Und Fußball, das muss der 1,66 Meter kleine Rotschopf erst gar nicht betonen, sei grundsätzlich weit mehr als eine Leidenschaft. Schließlich hat er für Shimizu gespielt. D i e Fußball-Stadt in Japan, die nach der Nuklearkatastrophe von Fukushima sogar das Nationalteam regelmäßig beherbergt. Auf der Tribüne des Nihondaira-Stadions blickt man wahlweise auf die schnee-gezuckerte Kuppe des wunderschönen Mount Fuji. Oder auf rote Bauxit-Hügel nahe des Pazifik-Hafens. 2400 Mitglieder haben bei S-Pulse 23,6 Prozent der Vereinsanteile inne. Nur so konnte die eher übersichtliche Stadt, deren Jahreshöhepunkt das Hafenfestival mit Straßentanz (!) ist, überhaupt 1993 finanziell die J-League stemmen. Mit dem argentinischen Weltmeister Osvaldo Ardiles und der Tottenham-Legende Steve Perriman saßen in den ersten Jahren prominente Profis auf der Trainerbank.

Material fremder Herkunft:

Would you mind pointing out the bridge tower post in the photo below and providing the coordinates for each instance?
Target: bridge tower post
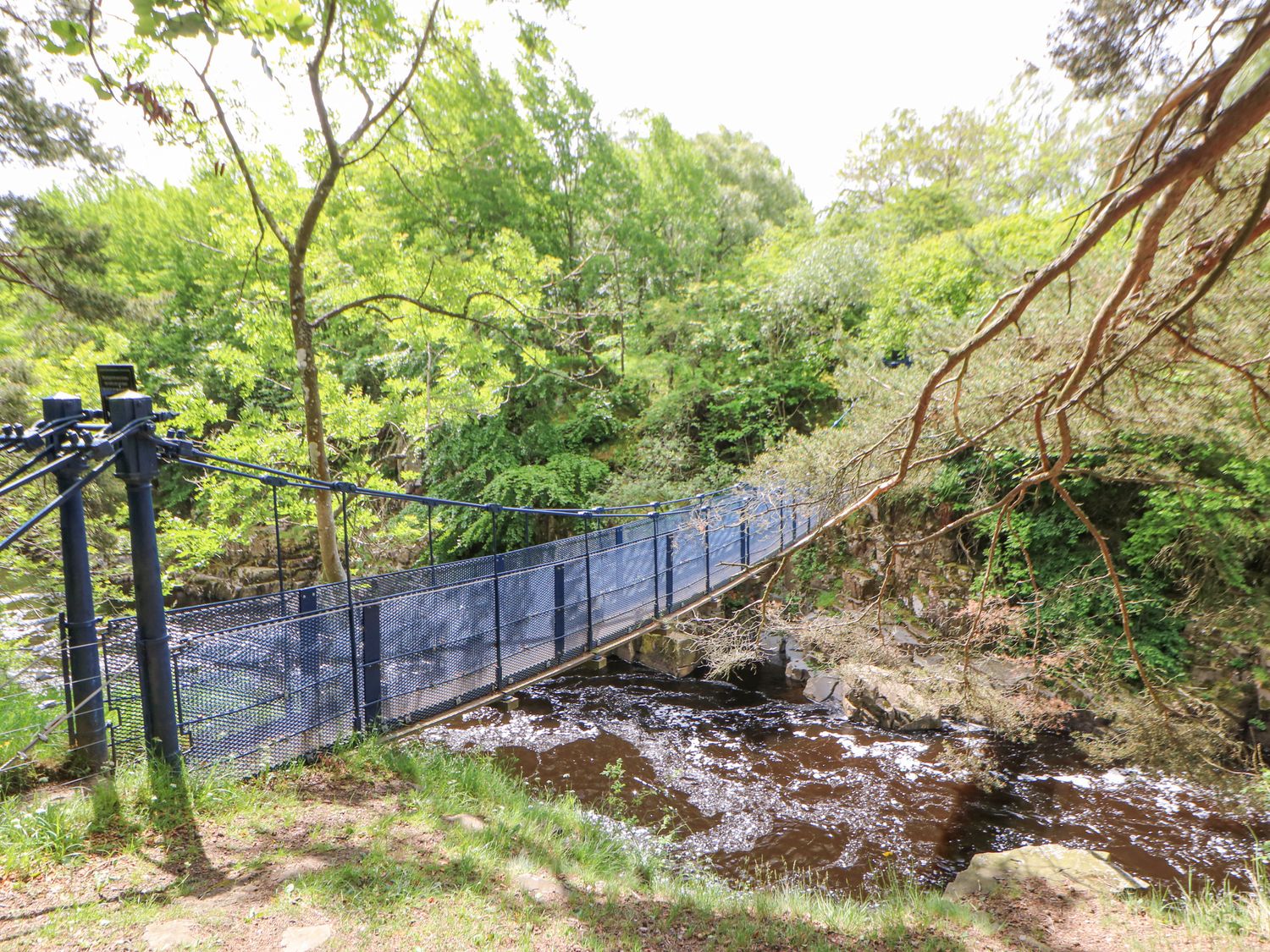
(586, 555)
(137, 466)
(657, 581)
(705, 520)
(498, 622)
(88, 713)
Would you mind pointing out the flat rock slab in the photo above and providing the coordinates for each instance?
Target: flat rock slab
(174, 933)
(541, 888)
(1091, 870)
(302, 938)
(820, 687)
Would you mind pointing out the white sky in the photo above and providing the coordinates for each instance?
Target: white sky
(808, 78)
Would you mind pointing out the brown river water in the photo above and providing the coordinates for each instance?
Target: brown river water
(761, 784)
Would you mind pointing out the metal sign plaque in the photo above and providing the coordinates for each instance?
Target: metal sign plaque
(114, 378)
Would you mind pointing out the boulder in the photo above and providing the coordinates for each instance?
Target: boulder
(797, 670)
(174, 933)
(304, 938)
(671, 652)
(860, 586)
(866, 703)
(1090, 870)
(541, 888)
(625, 652)
(771, 647)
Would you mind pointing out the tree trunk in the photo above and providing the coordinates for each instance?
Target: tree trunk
(315, 433)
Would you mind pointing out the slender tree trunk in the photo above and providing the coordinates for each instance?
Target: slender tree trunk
(315, 432)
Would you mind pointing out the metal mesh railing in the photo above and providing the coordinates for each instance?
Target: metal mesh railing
(266, 680)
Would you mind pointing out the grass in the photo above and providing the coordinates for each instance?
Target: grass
(366, 832)
(1211, 911)
(361, 842)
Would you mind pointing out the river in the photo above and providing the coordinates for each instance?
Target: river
(761, 784)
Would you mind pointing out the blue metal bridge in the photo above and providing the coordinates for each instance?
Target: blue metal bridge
(251, 683)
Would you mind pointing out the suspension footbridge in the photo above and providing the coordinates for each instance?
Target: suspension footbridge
(251, 683)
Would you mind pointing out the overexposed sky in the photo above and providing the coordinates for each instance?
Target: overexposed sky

Drei Omae-Tore beim Scouting

Seit gut fünf Jahren ist es umgekehrt Zeit, fußballerisch mehr Japan in der Bundesliga zu wagen. Was wird Genki Omae bei Fortuna als erstes vermissen? Vermutlich das schrille Maskottchen Paru. Ein mystischer Plüschhase in den Vereinsfarben Orange und Gelb, der Ohren in der Größe von Engelsflügeln wackeln lässt. Wäre bestimmt ein großartiges Bild, würde Shimizus Feldhase an der Seitenlinie mal mit Fortuna-Cheftrainer Norbert Meier um die Wette jubeln.

Tore ist ein gutes Stichwort. Als Chefscout Marc Ulshofer sich den Neuzugang im November live vor Ort ansah , brillierte der offensive Mittelfeldspieler mit drei Treffern im Pokal. „Ich bin torgefährlich und auch gut im Spiel ohne Ball“, betont der lauffleißige Neuzugang. Übersetzt von Fortunas Japan-Desk-Vertreter Gengo Seta. Mehr durfte Omae im Trainingscamp (noch) nicht sagen. Sein erstes „richtiges“ Interview ist mindestens aufs Wochenende vertagt. Ein Wunsch von Cheftrainer Meier. Weil für den Japaner, ebenso wie für den norwegischen Fortuna-Neuling Mathis Bolly, die Arbeit auf dem Rasen-Grün im Vordergrund stehen soll.